Spark column combinations and combining multiple dataframes (pyspark)

classic Classic list List threaded Threaded
1 message Options
Reply | Threaded
Open this post in threaded view
|

Spark column combinations and combining multiple dataframes (pyspark)

Christopher Petrino
Hi all, I'm working on a problem where it is necessary to find all combinations of columns for a dataframe. 

THE PROBLEM:

Let's say there is a dataframe with columns:
[ col_a, col_b, col_c, col_d, col_e, result ]

The number of combinations can vary between 1 and 5 but lets say 3 for this case.

This would result in something like:
[ col_a, col_b, col_c, result ]
[ col_b, col_c, col_d, result ]
[ col_b, col_c, col_e, result ]
... etc

These would have their columns renamed and combined to result in:
[ col_1, col_2, col_3, result ]


THE CURRENT APPROACH: 

The current approach is to use python and itertools.combinations to produce all combinations.
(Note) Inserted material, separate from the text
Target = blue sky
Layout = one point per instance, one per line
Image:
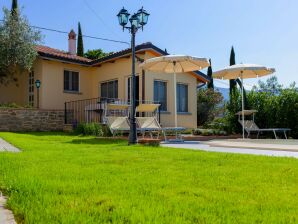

Then for each combination create a new dataframe from the original dataframe using

df.select(cols).toDF(*cols).cache()

{Cache and count are being used to help track progress and resolve previous issues}
The generated dataframe is added to a python array like 

the_dfs.append(df.select(cols).toDF(*cols).cache())
the_dfs[len(the_dfs)].count()

The dataframes are finally combined using 

df_all = reduce(DataFrame.union, the_dfs).cache()
df_all.count()


THE CURRENT STATE:

The proof of concept works on a smaller amount of data but as the data size increases this approach has proven to be unreliable. I've had several blocking issues that I've resolved by caching dataframes. 

Can anyone provide any criticism on the current approach or advice on a different approach?